Não se pode supor que a simples passagem do público para o privado constitua um aval de aperfeiçoamento do atendimento. Ao contrário, há determinadas práticas que, na área pública e na área privada, são nitidamente condicionadas por motivações diferentes: num caso, a saúde pública, no outro, o lucro. Para a empresa privada, uma cesariana oferece muito mais produtividade e lucratividade do que um parto normal. Privatizado o sistema de saúde, como reverter essa tendência de opção, no Brasil associada também à prática da laqueadura feminina?
No caso da saúde reprodutiva, deveríamos guiar-nos pela proposta de ação que o Brasil subscreveu na Conferência do Cairo, em setembro do ano passado. O documento aponta claramente para a necessidade de uma parceria entre essas várias instâncias —setor público, setor privado e sociedade, porém com prioridade absoluta para a definição de objetivos pelo Estado, como, por exemplo, para a produção, comercialização e distribuição de preservativos —sem o que continuaremos colocando em risco a saúde e a vida de mulheres e homens deste país.
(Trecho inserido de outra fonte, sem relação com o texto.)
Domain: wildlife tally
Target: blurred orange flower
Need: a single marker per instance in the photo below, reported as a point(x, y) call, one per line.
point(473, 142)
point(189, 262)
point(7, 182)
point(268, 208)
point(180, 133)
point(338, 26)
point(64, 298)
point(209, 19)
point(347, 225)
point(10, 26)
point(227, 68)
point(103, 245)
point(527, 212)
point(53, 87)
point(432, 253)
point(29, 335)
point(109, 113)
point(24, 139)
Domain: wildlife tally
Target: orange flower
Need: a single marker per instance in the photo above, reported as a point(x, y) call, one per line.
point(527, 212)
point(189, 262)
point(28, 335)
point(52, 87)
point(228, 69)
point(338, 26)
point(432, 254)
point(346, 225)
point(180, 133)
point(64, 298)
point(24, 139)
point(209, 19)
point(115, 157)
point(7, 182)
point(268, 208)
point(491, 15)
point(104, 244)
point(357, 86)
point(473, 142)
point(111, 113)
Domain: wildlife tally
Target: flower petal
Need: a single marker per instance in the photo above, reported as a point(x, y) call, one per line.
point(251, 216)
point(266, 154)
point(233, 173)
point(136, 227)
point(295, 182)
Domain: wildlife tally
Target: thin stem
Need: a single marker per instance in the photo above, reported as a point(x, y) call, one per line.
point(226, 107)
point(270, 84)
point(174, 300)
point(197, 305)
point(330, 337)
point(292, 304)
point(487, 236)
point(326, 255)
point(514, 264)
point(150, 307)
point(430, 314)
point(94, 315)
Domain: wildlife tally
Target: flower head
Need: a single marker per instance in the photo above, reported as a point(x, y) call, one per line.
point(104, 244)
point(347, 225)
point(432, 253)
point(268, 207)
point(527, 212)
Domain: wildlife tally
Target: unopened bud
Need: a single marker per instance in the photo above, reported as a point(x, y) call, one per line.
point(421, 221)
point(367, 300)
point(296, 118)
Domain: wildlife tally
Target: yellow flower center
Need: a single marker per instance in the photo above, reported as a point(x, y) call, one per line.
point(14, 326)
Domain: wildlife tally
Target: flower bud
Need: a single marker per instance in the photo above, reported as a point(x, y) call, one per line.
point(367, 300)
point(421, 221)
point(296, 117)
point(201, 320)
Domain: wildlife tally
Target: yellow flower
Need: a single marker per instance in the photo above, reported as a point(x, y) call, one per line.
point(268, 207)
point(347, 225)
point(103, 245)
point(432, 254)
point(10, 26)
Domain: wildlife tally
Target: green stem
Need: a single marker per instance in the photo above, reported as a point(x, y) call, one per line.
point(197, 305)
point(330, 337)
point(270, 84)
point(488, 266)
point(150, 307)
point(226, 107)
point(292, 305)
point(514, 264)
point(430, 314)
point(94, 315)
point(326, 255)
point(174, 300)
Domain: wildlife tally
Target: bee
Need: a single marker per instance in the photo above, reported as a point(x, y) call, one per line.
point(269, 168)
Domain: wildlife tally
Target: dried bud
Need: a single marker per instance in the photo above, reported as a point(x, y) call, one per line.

São Paulo e o Brasil não podem mais fechar os olhos a uma realidade cruel que obriga as mulheres a um cotidiano cheio de riscos e ameaças à sua saúde e à sua vida, como a crescente vulnerabilidade à Aids, gestações indesejadas, esterilização como método contraceptivo, abortos clandestinos, cesarianas desnecessárias, falta de condições para aceitar seus filhos e criá-los, angústias não compartilhadas nos diagnósticos e tratamento de câncer e solidão no envelhecimento.
O Brasil espera respostas firmes e que demonstrem um efetivo compromisso com as resoluções da conferência do Cairo.